R@M3$H.NBlog

[TRIE] Spell checking with tries in C++

04 November, 2013 - 7 min read

Spell checking with tries in C++: Part 1

Tries are a really cool data structure used for storing strings (and potentially other things) efficiently and compactly. They can have speed and space advantages over trees for and hash tables when used as associative arrays, but the linked nature of tries lets you do other cool things with them. As an example, let’s write a spell-checker in C++.

A trie (technically pronounced “tree”, but commonly “try”) is basically just a special kind tree. Generally speaking, each node in the trie can have any number of children, but for our purposes, we’ll say that each node has 26 slots for children, one for each letter of the alphabet.

Each node in the trie represents some string. Starting from the root of the tree, any path to any other node will go over edges labeled by letters of the alphabet. The sequence of letters you pass through to get to the node in question tell you what string is associated with that node. For example, starting from the root, if you take a ‘c’ edge, then an ‘a’ edge, and then a ‘t’ edge, the node you end up at represents the string “cat”.

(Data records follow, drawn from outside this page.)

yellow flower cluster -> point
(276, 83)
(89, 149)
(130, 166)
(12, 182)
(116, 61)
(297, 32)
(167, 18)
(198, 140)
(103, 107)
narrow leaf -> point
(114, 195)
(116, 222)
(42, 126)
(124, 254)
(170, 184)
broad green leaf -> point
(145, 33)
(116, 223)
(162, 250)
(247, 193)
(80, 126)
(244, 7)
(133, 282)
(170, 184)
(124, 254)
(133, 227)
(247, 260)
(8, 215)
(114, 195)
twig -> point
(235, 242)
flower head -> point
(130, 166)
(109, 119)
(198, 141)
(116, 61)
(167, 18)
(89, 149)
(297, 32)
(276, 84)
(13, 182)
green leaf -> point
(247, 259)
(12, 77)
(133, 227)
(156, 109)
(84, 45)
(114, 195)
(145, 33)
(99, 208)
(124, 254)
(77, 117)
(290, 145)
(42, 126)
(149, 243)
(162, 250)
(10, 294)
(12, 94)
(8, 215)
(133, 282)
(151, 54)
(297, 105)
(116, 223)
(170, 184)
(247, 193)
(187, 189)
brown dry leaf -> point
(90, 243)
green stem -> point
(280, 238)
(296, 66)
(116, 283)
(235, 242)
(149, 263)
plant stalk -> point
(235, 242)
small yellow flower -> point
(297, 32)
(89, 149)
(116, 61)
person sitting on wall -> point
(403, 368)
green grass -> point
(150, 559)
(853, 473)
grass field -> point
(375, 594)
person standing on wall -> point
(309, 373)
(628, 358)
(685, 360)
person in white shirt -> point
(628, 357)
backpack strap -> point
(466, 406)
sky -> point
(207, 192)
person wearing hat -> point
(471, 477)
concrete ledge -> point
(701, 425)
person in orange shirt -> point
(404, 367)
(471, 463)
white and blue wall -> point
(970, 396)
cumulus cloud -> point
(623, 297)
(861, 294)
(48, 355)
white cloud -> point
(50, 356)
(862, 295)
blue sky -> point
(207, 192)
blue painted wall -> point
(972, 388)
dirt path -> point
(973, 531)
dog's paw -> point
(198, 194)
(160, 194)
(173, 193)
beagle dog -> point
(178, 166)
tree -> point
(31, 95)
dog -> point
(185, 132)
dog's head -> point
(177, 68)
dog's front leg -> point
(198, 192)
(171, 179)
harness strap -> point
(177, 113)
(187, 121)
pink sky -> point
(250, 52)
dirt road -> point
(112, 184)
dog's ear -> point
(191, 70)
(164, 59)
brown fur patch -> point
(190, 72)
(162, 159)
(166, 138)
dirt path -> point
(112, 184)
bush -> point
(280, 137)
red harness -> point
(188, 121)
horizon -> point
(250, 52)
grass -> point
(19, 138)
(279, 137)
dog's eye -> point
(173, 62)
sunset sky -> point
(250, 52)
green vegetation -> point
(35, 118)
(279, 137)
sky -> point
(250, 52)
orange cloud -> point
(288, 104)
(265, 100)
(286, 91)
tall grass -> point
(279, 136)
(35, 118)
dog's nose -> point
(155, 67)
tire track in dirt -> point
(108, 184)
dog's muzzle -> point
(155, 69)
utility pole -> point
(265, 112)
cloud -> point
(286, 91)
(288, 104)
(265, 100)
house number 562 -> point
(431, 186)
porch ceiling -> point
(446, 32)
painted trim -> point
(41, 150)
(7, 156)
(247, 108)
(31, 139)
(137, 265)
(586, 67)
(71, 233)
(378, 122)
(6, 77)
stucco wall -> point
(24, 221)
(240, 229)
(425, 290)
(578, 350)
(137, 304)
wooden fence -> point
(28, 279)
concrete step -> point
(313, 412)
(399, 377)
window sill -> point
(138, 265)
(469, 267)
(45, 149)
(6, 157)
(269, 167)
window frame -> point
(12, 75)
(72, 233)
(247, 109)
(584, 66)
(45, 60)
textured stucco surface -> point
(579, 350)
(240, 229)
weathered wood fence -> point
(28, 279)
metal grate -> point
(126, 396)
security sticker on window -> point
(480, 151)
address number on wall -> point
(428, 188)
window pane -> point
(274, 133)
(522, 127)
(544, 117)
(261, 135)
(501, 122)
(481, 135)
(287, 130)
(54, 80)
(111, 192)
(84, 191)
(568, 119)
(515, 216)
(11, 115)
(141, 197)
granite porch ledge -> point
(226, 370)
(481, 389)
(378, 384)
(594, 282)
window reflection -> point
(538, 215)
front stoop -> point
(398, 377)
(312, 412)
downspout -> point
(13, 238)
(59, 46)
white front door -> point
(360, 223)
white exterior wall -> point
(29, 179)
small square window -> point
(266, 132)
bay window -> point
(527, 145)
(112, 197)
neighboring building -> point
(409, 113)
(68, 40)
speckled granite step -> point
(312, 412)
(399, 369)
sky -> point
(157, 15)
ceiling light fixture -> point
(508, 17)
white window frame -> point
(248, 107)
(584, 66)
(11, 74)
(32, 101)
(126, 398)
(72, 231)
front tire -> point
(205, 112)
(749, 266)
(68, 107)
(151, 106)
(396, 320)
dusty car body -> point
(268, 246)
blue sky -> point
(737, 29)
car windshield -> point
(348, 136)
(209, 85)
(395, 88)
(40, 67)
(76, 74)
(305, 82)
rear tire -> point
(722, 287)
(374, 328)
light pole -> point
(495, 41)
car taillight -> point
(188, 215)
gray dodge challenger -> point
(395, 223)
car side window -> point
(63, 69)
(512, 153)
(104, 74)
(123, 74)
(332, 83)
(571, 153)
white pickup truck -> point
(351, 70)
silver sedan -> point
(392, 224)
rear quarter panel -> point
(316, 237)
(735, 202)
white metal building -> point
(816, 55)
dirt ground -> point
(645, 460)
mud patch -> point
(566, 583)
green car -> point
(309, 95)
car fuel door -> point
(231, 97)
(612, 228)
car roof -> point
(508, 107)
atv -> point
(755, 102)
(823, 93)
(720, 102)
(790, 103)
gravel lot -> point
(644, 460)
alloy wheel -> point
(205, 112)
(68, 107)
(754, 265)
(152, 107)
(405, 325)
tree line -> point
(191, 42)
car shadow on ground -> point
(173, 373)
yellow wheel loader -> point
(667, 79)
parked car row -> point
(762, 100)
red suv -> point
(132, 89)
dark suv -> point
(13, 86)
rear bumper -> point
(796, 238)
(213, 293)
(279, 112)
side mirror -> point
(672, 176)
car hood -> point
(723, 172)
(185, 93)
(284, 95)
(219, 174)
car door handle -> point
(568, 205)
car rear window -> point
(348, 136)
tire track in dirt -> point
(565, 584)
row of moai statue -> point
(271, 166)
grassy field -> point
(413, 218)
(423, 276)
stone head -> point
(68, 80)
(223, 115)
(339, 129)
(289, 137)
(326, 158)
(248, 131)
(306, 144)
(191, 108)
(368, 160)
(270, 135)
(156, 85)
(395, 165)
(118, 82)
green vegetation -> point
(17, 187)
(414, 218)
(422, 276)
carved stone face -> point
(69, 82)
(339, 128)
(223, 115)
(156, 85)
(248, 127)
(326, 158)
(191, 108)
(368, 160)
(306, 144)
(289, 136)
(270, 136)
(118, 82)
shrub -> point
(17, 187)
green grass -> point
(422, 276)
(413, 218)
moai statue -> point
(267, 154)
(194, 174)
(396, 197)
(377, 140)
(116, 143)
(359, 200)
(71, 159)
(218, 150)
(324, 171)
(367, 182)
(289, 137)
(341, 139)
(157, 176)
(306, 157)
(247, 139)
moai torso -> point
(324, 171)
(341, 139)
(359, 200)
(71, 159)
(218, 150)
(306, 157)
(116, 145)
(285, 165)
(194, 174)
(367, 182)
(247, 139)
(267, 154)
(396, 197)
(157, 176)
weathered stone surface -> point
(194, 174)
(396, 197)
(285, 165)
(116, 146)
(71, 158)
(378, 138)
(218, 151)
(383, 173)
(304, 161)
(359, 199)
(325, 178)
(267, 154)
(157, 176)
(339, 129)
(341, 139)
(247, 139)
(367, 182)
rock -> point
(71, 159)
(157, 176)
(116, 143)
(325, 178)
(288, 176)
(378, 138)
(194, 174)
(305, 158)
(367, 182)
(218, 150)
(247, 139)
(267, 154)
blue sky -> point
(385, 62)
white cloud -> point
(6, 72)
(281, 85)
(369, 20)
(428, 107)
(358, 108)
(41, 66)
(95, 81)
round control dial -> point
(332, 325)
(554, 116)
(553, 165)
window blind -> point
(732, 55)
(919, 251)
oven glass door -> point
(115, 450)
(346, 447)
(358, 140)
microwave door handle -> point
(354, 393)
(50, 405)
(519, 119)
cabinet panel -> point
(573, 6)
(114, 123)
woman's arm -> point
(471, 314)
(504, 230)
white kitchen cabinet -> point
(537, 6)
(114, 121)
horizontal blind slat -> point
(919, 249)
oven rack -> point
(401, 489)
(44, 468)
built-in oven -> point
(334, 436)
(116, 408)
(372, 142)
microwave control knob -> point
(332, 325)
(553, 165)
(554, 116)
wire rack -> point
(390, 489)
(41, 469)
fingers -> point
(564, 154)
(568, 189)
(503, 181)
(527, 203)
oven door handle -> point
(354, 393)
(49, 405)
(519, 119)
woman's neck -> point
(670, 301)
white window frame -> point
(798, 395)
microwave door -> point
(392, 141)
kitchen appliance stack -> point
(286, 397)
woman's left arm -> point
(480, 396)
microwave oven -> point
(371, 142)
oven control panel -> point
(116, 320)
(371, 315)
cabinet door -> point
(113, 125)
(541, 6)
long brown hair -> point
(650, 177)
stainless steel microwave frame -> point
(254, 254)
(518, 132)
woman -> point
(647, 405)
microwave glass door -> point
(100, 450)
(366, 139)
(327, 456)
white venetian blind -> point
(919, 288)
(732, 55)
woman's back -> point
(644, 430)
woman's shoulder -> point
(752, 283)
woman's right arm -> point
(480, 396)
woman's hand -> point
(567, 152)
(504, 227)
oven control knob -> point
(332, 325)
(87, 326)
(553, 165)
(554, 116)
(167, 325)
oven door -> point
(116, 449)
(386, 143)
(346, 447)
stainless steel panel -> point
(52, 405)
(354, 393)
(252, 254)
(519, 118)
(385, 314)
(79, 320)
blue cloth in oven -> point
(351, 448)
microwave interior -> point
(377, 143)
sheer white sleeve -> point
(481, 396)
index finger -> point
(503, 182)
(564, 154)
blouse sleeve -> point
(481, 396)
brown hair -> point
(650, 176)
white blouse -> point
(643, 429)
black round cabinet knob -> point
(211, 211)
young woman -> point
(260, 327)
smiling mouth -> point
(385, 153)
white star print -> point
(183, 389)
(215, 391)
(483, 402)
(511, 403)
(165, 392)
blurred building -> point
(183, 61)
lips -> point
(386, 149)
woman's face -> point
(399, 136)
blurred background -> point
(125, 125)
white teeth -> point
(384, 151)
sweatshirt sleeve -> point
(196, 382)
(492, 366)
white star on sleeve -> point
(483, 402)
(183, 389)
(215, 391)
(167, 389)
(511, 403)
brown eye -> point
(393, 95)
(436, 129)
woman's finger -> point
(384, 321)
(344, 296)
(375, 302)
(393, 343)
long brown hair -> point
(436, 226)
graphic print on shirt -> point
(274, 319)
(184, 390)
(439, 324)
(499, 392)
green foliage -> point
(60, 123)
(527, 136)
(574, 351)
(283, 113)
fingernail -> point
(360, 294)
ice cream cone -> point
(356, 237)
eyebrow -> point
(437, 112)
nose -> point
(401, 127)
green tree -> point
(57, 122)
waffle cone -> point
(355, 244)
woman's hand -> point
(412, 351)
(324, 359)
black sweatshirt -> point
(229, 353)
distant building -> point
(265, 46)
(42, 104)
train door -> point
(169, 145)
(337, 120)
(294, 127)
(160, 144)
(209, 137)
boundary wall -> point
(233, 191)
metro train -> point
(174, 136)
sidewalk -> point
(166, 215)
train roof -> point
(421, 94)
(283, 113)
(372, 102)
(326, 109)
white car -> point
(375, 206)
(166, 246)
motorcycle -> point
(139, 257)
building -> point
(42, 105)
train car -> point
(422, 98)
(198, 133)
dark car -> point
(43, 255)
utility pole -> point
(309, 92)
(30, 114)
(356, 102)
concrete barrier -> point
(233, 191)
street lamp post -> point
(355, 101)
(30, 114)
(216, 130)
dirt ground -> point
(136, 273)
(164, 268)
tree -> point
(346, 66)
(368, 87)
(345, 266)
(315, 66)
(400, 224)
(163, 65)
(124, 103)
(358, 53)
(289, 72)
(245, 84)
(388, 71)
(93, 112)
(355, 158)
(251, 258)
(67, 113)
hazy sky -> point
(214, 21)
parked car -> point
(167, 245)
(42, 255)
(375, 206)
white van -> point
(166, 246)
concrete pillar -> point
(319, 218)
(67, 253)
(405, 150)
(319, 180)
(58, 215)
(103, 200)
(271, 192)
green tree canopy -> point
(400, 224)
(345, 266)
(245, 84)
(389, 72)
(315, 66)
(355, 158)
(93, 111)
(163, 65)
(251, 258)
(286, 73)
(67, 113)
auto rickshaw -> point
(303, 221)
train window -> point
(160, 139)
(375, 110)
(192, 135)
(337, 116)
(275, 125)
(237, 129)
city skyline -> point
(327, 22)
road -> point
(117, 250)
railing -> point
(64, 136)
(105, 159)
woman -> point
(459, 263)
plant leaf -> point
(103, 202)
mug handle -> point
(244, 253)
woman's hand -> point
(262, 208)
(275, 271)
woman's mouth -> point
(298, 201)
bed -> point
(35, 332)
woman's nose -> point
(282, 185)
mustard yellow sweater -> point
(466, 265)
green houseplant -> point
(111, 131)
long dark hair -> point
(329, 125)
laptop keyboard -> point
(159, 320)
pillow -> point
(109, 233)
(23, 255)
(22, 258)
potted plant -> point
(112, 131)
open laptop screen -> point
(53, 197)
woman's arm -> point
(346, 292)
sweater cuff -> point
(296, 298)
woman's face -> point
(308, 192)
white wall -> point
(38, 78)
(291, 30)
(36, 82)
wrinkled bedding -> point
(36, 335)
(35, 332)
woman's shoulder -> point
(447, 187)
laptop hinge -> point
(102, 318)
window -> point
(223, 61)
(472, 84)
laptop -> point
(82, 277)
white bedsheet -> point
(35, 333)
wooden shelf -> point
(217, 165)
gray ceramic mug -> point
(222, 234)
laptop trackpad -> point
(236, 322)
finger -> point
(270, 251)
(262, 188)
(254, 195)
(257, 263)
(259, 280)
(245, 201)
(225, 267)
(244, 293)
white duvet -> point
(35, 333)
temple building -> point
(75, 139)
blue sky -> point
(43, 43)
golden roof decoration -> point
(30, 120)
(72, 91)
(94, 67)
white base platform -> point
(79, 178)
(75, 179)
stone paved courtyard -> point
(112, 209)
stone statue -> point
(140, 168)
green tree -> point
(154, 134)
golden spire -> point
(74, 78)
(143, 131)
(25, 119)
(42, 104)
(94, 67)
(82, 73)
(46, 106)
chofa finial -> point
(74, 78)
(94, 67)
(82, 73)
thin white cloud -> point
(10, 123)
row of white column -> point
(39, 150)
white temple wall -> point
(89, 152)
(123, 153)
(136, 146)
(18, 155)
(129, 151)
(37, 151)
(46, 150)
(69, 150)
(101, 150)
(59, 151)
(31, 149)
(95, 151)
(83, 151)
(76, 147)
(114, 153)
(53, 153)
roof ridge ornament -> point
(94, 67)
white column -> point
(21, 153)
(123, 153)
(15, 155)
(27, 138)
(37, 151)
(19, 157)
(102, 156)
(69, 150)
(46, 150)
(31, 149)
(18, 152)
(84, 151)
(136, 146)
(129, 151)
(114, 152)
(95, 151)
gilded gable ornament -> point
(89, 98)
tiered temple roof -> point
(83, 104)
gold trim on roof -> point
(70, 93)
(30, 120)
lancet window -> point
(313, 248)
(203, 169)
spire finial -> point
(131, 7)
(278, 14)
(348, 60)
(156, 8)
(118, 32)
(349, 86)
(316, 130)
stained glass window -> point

Each node also has a final property, intended to indicate whether we want to actually count that word as part of the trie. For example, in the “cat” trie above, “c” and “ca” are also strings stored by the trie. If we want to make it so that only “cat” (and not “ca” or “c”) should be considered part of our trie, we’ll set the “cat” node be final, and set the “c” and “ca” nodes to not final.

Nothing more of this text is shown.